We’d left Asprorema that morning, meeting Vassily, the owner of the pigs we’d seen the day before, as we walked up from our camp by the stream. He had a large box of maize cobs for the pigs on the back of his motorbike. They were being fattened for Christmas, with customers already lined up to buy them. He also had four hundred sheep. During the summer, his wife and children joined him in the village, but now only his mother remained. At the end of September, they too would pack up and go to their house down in the plains. He laughed when we told him we’d heard only wolves lived in Asprorema now, and invited us to stop for a coffee. The house had been built in the early fifties, with a roughly paved floor and kitchen table and benches hewn out of tree trunks. Plastic bags of their belongings hung from the walls, there were large tins of cheese on the floor, and a pile of dried beans waited to be shelled. Outside, five hunting dogs were chained up. As we left, they pressed a picnic lunch of home-made bread and cheese on us.
Vassily set us on the right path down the valley to the lovely Asprorema stream. The mossy banks were overhung with plane trees, bent into strange shapes by the river. We followed the bank for a while, then decided to walk on down the stream rather than veering uphill and inland. It was fast flowing, with steep crags on either side. The water came no higher than our knees but in some places we had to clamber over slippery rocks along the edge. We emptied our pockets of valuables and stashed them in our packs, just in case. I love these stream descents: the cool water and dappled shade of the trees. And then, fortified by our bread and cheese lunch, we were ready to tackle the cliff walk.
It was grey and drizzling a little, when we finally reached the Panorama guest house in
Epiniana. It was another warm, friendly place, with good food. A copy of Alasdair Sawday’s guide to Greece was displayed: they were included in it! Iota took our filthy clothes off to put in the washing machine, then ironed them dry and even patched a tear in Alan’s trousers. The breakfast was outstanding, including cheese pies and trachanas, a wheat based porridge. We stayed two nights, with a rest day watching torrential rain and thunderstorms across the mountains. We were lucky to have made it over the Delidhimi saddle. A day later it would have been impossible.

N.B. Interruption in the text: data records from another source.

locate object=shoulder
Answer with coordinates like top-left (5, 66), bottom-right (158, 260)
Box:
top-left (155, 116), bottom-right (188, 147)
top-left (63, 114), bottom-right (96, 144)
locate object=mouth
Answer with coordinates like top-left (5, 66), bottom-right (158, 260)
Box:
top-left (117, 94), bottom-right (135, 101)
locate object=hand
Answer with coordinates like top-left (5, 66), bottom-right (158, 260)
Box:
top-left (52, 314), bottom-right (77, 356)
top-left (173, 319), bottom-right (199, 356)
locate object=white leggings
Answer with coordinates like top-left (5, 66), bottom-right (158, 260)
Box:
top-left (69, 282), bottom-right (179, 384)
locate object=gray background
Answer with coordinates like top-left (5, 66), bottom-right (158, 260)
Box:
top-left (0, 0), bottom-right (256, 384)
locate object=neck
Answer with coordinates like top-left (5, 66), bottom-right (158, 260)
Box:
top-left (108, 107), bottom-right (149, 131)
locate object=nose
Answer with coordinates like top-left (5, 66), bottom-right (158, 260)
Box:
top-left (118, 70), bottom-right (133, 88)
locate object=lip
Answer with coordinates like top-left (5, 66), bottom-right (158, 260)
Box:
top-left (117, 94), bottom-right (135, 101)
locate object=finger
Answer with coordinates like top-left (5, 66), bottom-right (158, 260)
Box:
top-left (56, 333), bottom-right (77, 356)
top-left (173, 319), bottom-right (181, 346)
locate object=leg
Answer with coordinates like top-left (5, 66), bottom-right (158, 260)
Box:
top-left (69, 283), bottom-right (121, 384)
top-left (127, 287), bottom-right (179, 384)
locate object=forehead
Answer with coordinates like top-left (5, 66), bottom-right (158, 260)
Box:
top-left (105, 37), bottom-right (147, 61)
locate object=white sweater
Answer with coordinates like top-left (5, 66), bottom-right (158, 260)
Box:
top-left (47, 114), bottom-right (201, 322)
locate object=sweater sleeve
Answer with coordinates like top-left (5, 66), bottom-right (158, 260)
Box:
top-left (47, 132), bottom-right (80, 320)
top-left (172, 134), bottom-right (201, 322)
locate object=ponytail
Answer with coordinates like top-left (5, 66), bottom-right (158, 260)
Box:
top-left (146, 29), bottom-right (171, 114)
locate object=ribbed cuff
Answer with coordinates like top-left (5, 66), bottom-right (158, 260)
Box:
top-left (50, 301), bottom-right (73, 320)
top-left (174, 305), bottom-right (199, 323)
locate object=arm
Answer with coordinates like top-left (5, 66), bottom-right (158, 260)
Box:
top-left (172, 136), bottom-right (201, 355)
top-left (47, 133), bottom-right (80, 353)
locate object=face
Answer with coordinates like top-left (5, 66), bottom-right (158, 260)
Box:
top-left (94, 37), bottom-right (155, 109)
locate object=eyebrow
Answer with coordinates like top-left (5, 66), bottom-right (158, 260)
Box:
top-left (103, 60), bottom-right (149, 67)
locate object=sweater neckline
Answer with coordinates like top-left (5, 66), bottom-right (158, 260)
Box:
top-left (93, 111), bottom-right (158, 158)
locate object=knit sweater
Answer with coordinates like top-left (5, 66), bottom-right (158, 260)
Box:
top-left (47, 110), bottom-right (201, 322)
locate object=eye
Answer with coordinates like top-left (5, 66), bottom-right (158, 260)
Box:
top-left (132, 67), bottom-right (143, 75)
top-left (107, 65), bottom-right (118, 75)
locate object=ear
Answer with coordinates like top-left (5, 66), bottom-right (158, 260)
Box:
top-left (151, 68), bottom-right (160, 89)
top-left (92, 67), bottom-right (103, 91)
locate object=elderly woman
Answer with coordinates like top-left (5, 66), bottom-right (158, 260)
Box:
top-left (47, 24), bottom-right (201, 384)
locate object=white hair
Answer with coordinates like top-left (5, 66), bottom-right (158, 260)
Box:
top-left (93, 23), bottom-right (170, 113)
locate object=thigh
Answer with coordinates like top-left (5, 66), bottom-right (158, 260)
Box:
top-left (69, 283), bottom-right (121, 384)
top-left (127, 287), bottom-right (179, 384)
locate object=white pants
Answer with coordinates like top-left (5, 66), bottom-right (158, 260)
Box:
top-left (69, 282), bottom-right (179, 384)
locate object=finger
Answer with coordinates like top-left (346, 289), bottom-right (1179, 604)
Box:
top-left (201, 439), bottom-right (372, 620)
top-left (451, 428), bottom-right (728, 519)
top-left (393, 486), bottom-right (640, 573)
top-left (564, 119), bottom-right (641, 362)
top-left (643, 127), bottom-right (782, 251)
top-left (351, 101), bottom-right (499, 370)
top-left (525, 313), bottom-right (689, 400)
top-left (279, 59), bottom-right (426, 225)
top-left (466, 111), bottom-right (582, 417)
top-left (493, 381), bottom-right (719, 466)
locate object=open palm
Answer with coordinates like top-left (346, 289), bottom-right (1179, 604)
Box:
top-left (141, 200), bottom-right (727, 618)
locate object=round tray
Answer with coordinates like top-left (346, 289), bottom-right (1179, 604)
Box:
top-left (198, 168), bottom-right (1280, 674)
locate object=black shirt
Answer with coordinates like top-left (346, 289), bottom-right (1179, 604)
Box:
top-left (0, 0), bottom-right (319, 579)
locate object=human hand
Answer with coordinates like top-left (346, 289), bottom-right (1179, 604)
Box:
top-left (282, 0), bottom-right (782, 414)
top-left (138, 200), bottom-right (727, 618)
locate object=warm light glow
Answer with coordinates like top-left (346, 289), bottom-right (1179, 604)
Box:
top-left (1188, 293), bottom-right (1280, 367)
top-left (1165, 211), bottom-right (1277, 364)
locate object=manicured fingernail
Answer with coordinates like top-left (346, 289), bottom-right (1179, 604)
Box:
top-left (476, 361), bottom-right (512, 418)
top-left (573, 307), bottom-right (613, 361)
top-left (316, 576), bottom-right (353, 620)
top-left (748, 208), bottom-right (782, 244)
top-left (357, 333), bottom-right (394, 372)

The route: The map shows three ways down to the main path along the valley. The one to take leaves from just below Vassily’s house. We spent ages hunting unsuccessfully for the most northerly one, further up. The path had recently been cleared, with cairns along the route and occasional waymarks, including innovative ones made out of jam jar lids. The stream descent is a scramble, but fine if the water is not too high. Otherwise, there is an alternative away from the banks. There has been some minimal maintenance on the cliff path, and you can’t get lost. The final stretch is on clear wooded paths. Water from the stream. Kilometres: 12. Ascent: 484m Descent: 436m. Map: Anavasi: Northern Agrafa 4.1, Mountains of Evritania 2.4.
Facilities: None until you reach Epiniana. The Hotel Panorama (website in Greek only) also has a taverna. There was no other guesthouse, cafe or shop open when we visited, but there may be in high season.